He seemed particularly scornful of the Democratic Party, elements of which were currently courting the movement. Paraphrasing Gore Vidal, he said, “There is only one party in the United States, the Property Party, and it has two right wings, Republicans and Democrats.” How, with this view, he expected to get people into positions of power he did not say. He insisted that the only way to run an honest movement was to staff it strictly with volunteers. “As soon as you have not-for-profit organizations their main concern becomes how to keep themselves going. For us, it’s different.
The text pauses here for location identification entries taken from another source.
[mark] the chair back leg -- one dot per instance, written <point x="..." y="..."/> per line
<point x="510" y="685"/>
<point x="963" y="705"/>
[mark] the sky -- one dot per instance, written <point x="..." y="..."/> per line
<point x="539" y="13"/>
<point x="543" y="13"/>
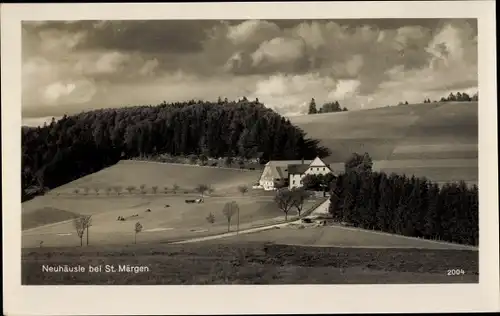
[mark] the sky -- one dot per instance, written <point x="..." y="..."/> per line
<point x="73" y="66"/>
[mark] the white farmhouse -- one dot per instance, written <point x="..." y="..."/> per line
<point x="293" y="171"/>
<point x="275" y="171"/>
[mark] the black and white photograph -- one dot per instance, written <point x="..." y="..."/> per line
<point x="251" y="150"/>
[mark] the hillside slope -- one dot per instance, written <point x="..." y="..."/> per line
<point x="422" y="139"/>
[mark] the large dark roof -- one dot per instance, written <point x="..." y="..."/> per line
<point x="297" y="169"/>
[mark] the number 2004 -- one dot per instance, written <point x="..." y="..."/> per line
<point x="456" y="272"/>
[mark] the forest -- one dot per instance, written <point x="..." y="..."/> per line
<point x="80" y="144"/>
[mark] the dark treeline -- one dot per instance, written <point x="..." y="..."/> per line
<point x="77" y="145"/>
<point x="408" y="206"/>
<point x="328" y="107"/>
<point x="458" y="97"/>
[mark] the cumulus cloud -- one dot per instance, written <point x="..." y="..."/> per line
<point x="360" y="63"/>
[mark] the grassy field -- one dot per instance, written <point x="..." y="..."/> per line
<point x="187" y="177"/>
<point x="337" y="236"/>
<point x="45" y="215"/>
<point x="400" y="135"/>
<point x="63" y="203"/>
<point x="249" y="263"/>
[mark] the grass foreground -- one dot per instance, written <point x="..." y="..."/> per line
<point x="246" y="263"/>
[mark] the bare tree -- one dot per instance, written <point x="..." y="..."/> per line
<point x="87" y="222"/>
<point x="202" y="189"/>
<point x="78" y="224"/>
<point x="243" y="189"/>
<point x="175" y="187"/>
<point x="285" y="200"/>
<point x="137" y="229"/>
<point x="299" y="196"/>
<point x="230" y="208"/>
<point x="130" y="189"/>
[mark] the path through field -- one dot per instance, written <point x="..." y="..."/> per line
<point x="328" y="236"/>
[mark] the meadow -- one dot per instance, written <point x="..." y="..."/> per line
<point x="435" y="134"/>
<point x="160" y="223"/>
<point x="136" y="173"/>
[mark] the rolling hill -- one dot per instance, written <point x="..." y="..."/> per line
<point x="436" y="140"/>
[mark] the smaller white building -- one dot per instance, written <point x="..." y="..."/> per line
<point x="298" y="172"/>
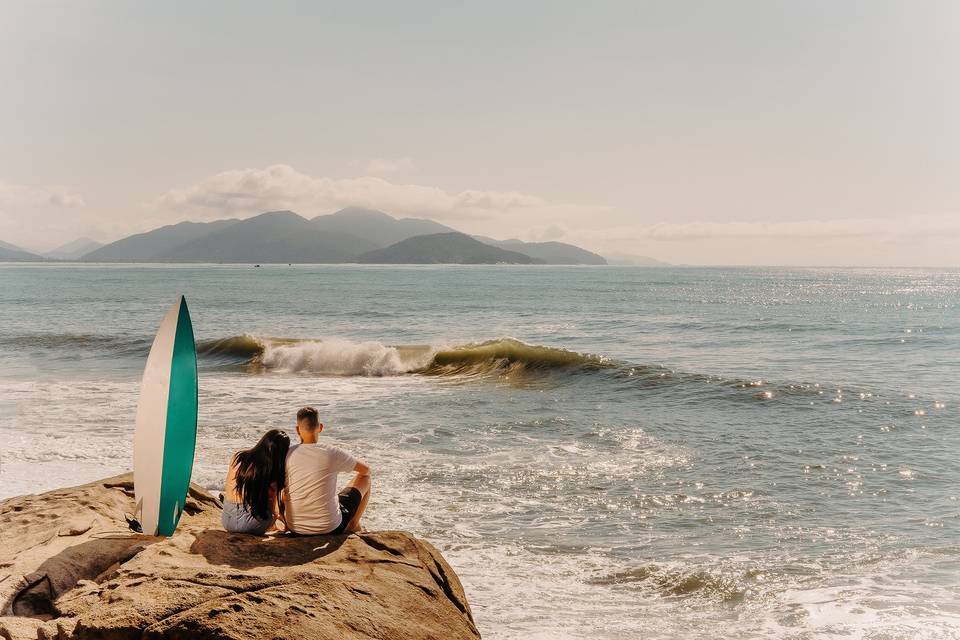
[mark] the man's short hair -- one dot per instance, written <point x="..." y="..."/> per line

No grants, no donors, no worries.”
Thanks Bill, reminding OWS participants and supports of the incredible dangers of going the nonprofit route when agitating for social justice and democratic changes.
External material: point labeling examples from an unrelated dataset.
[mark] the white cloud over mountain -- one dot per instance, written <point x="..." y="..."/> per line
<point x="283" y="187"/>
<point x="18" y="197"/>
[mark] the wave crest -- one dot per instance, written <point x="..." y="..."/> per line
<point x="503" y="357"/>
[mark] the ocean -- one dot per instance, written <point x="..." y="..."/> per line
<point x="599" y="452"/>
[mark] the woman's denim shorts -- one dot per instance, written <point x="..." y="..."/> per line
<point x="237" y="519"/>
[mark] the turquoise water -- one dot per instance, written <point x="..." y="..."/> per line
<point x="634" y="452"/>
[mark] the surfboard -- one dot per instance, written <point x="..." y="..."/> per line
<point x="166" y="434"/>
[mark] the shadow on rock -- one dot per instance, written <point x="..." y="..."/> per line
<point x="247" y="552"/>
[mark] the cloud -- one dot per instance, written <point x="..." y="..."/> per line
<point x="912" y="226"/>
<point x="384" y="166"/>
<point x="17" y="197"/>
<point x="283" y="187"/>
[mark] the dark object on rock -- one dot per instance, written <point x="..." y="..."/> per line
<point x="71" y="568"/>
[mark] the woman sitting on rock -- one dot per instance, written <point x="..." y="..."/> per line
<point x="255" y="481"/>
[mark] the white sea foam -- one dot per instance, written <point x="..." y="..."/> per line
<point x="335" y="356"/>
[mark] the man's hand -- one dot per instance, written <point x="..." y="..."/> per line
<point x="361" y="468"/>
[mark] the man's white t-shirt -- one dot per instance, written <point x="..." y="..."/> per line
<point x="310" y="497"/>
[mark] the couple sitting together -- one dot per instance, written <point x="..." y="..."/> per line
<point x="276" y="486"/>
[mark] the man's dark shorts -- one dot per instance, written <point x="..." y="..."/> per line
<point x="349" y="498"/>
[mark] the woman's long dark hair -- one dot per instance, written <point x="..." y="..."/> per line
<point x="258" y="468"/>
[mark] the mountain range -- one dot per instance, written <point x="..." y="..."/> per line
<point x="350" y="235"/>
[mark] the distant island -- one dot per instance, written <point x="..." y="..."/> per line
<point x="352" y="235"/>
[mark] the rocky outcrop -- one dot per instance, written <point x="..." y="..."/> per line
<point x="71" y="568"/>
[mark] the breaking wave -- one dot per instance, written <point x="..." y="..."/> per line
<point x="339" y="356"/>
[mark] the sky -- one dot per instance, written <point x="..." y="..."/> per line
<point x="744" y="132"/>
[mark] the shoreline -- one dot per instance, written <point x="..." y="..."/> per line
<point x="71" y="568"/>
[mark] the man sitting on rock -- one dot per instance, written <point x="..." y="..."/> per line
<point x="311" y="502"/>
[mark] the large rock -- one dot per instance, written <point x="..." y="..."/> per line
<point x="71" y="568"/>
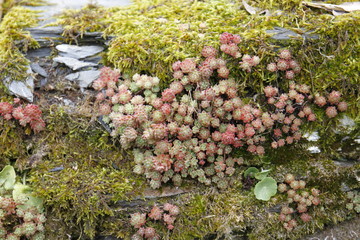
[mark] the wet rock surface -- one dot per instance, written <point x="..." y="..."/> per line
<point x="78" y="52"/>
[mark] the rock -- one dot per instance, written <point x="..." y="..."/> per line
<point x="38" y="69"/>
<point x="20" y="88"/>
<point x="38" y="53"/>
<point x="84" y="78"/>
<point x="73" y="63"/>
<point x="78" y="52"/>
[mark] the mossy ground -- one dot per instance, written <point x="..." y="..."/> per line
<point x="93" y="175"/>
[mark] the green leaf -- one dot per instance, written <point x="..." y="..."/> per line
<point x="7" y="177"/>
<point x="265" y="189"/>
<point x="251" y="171"/>
<point x="261" y="175"/>
<point x="23" y="193"/>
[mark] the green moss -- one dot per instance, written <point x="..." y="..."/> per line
<point x="14" y="40"/>
<point x="80" y="194"/>
<point x="91" y="18"/>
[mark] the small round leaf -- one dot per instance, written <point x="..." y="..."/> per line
<point x="265" y="189"/>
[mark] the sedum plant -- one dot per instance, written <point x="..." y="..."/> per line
<point x="21" y="214"/>
<point x="191" y="128"/>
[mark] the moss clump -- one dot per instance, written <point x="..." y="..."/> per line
<point x="76" y="177"/>
<point x="14" y="40"/>
<point x="91" y="18"/>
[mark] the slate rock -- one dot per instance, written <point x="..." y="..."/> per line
<point x="78" y="52"/>
<point x="38" y="53"/>
<point x="38" y="69"/>
<point x="73" y="63"/>
<point x="22" y="89"/>
<point x="84" y="78"/>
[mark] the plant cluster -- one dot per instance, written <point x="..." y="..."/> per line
<point x="266" y="187"/>
<point x="167" y="214"/>
<point x="192" y="127"/>
<point x="25" y="114"/>
<point x="354" y="201"/>
<point x="20" y="212"/>
<point x="299" y="202"/>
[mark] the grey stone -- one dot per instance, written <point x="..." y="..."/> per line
<point x="84" y="78"/>
<point x="20" y="88"/>
<point x="38" y="69"/>
<point x="73" y="63"/>
<point x="38" y="53"/>
<point x="78" y="52"/>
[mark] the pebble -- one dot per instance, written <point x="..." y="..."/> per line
<point x="73" y="63"/>
<point x="84" y="78"/>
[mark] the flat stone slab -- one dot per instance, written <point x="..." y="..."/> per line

He was also quoted in today's New York Times about Bloomberg's ousting of the campers on Tuesday and curbing First Amendment rights:
“Occupy Wall Street can only grow,” said Bill Dobbs, a spokesman for the group.
And if you click here, you'll see the extent of his work explaining the status of OWS, plans for civil protests in New York City tomorrow and showing the world OWS has a functioning press committee.
Good job, and keep it up, Bill!
(The photo of Bill accompanied a glowing profile of his work for the anti-Iraq war movement that appeared in the New York Times in August 2004.)